Netpress Laravel-inspired backend framework for Node.js
Frameworkv0.1.14 Starterv0.1.12 Docsv1.0.3
Overview Installation Architecture CLI
Reference

Events and Listeners

Events let you separate side effects from the main action. The starter kit uses a small event bus and an event service provider to wire listeners in one place.

Quick Example

// app/Providers/EventServiceProvider.js
export default class EventServiceProvider {
  static get listen() {
    return {
      UserRegistered: [SendWelcomeEmail],
    };
  }
}

Explanation

When a new user registers, AuthService fires a UserRegistered event. EventServiceProvider connects that event to one or more listeners, and each listener handles a side effect such as dispatching a job.

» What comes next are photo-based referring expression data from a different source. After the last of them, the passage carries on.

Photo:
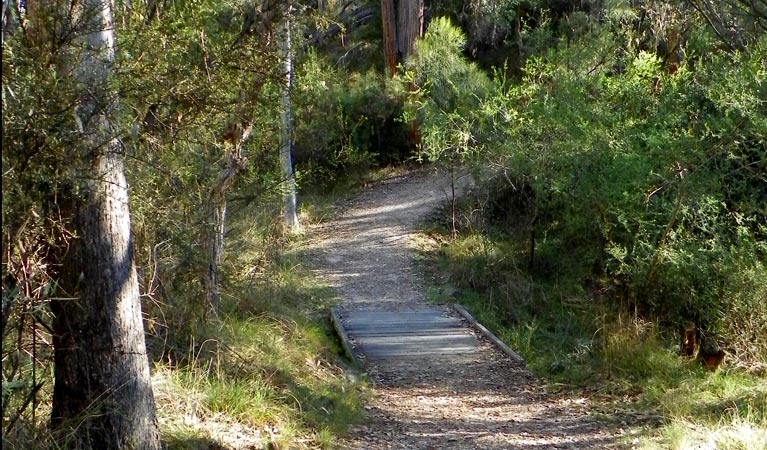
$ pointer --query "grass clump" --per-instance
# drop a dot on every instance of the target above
(277, 373)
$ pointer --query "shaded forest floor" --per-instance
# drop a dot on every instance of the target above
(485, 401)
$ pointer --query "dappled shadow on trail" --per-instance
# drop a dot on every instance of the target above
(475, 398)
(365, 253)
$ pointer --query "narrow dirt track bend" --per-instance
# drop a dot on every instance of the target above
(471, 400)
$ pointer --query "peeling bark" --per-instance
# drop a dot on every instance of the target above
(102, 395)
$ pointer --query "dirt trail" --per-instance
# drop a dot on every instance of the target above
(478, 401)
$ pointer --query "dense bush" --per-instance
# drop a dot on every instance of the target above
(640, 178)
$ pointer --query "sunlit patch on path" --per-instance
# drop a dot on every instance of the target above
(438, 384)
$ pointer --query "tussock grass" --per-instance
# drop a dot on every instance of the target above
(629, 366)
(262, 378)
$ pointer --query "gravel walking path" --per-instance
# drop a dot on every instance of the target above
(476, 400)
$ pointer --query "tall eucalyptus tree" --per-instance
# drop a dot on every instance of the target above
(102, 396)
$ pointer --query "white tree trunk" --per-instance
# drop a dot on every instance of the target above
(286, 135)
(102, 393)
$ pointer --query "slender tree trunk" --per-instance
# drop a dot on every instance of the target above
(402, 23)
(102, 394)
(234, 140)
(286, 135)
(389, 23)
(409, 26)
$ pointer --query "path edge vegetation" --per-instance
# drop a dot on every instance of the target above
(619, 150)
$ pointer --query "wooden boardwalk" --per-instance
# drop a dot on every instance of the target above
(378, 334)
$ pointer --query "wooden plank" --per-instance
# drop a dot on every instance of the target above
(489, 335)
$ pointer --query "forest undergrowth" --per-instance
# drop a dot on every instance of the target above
(579, 341)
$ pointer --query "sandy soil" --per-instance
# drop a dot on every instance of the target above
(478, 401)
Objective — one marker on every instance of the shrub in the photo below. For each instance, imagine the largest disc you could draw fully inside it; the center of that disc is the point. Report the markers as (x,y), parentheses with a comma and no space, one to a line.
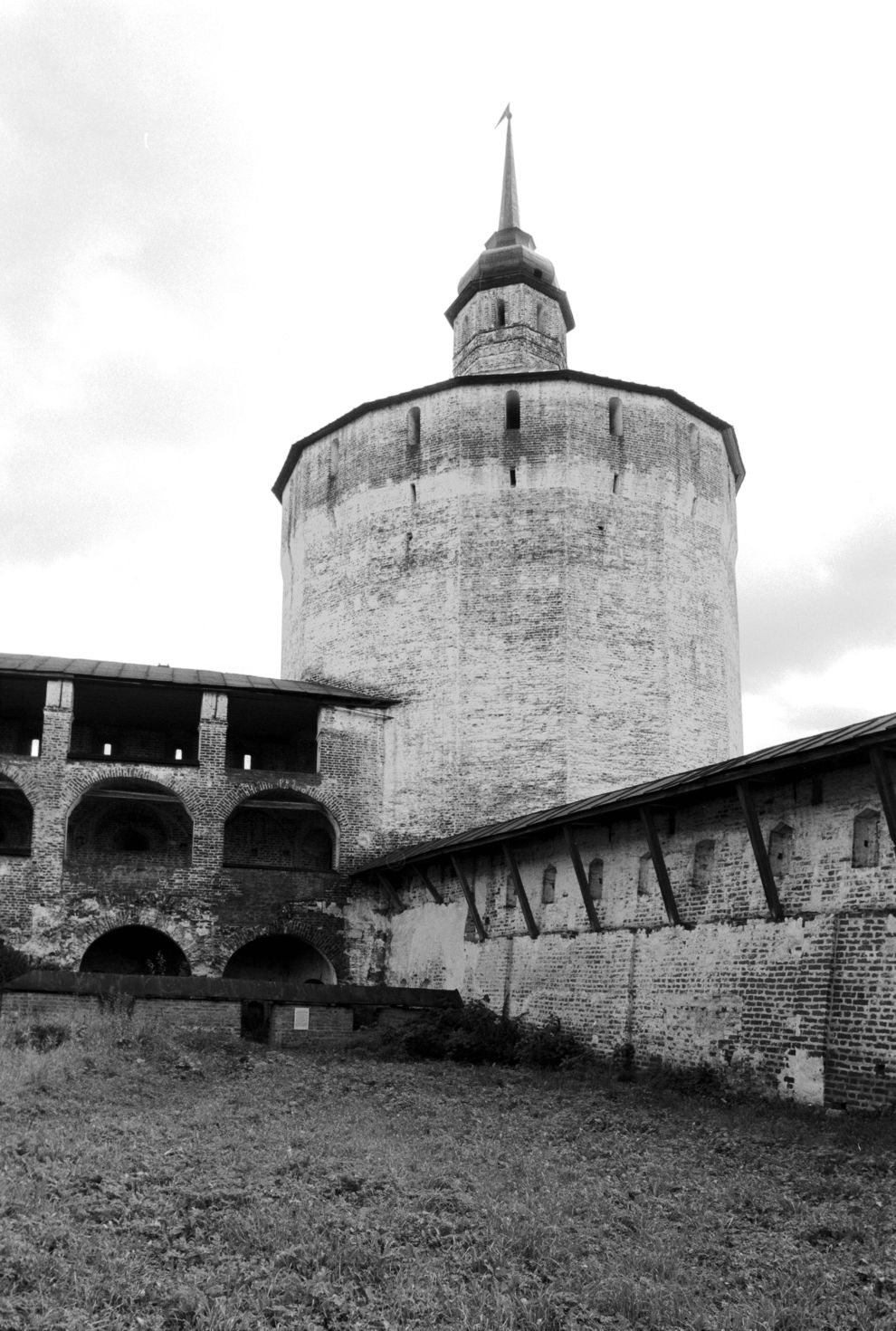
(469,1034)
(42,1036)
(551,1047)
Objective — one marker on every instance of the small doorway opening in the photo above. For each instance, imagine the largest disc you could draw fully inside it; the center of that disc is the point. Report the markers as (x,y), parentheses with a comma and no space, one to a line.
(254,1020)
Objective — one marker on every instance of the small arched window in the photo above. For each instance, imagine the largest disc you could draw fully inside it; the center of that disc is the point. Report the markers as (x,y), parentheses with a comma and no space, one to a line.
(616,425)
(865,840)
(703,864)
(413,430)
(596,878)
(548,884)
(779,849)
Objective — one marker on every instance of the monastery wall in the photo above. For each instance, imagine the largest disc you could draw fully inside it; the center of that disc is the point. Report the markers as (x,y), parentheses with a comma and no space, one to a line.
(553,602)
(805,1008)
(194,880)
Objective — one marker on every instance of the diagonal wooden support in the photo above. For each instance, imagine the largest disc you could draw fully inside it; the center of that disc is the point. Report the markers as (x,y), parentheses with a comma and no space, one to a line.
(435,895)
(884,783)
(659,864)
(471,897)
(760,854)
(585,888)
(389,888)
(519,889)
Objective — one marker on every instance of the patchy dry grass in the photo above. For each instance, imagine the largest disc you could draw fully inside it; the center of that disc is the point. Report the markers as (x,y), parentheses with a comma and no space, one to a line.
(150,1185)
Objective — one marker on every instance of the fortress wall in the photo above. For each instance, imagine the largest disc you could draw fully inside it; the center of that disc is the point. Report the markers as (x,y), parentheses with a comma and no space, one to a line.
(805,1008)
(553,605)
(55,904)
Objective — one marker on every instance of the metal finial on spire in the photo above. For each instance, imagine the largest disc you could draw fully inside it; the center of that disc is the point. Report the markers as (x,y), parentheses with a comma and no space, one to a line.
(509,203)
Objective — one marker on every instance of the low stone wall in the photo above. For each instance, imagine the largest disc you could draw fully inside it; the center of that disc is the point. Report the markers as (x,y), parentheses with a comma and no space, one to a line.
(294,1028)
(45,1009)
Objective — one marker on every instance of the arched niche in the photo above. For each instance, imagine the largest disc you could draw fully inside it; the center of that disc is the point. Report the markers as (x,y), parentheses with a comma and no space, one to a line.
(130,820)
(16,819)
(279,829)
(282,959)
(135,951)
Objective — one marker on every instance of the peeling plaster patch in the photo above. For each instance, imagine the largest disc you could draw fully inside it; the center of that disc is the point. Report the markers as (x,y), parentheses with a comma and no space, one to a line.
(427,946)
(802,1078)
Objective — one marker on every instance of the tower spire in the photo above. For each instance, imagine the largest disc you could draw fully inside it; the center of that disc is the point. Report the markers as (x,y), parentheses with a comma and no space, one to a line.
(509,203)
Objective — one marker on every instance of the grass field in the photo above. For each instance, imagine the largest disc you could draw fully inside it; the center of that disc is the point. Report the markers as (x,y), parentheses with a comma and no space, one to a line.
(224,1187)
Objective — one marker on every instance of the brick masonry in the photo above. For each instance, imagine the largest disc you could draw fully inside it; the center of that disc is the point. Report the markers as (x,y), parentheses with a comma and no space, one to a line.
(554,605)
(60,898)
(805,1009)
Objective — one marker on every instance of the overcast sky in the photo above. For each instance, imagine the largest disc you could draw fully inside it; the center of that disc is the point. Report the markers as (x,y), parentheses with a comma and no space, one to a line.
(226,224)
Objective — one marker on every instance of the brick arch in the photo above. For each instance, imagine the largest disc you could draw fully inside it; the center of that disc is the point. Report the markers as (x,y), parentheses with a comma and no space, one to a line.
(245,793)
(84,783)
(16,819)
(322,932)
(24,779)
(123,917)
(95,827)
(138,949)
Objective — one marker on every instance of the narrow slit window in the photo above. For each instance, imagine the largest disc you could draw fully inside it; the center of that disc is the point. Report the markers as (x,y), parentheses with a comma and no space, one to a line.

This keeps registration logic small and makes side effects easier to grow later.

Additional Examples

Define an event:

export default class UserRegistered {
  constructor(user) {
    this.user = user;
    this.timestamp = new Date();
  }
}

Listen for it:

import SendWelcomeEmailJob from "../Jobs/SendWelcomeEmailJob.js";

export default class SendWelcomeEmail {
  async handle(event) {
    await SendWelcomeEmailJob.dispatch({ user: event.user });
  }
}

Fire it:

eventBus.fire(new UserRegistered(safeUser));

Advanced Usage

Events are a good fit for notifications, analytics, audit logs, and background work. If the action must happen before the response finishes, keep it in the service instead of an async listener.

Notes / Tips

  • Keep event objects small.
  • Name events after something that already happened.
  • Let listeners own side effects, not the controller.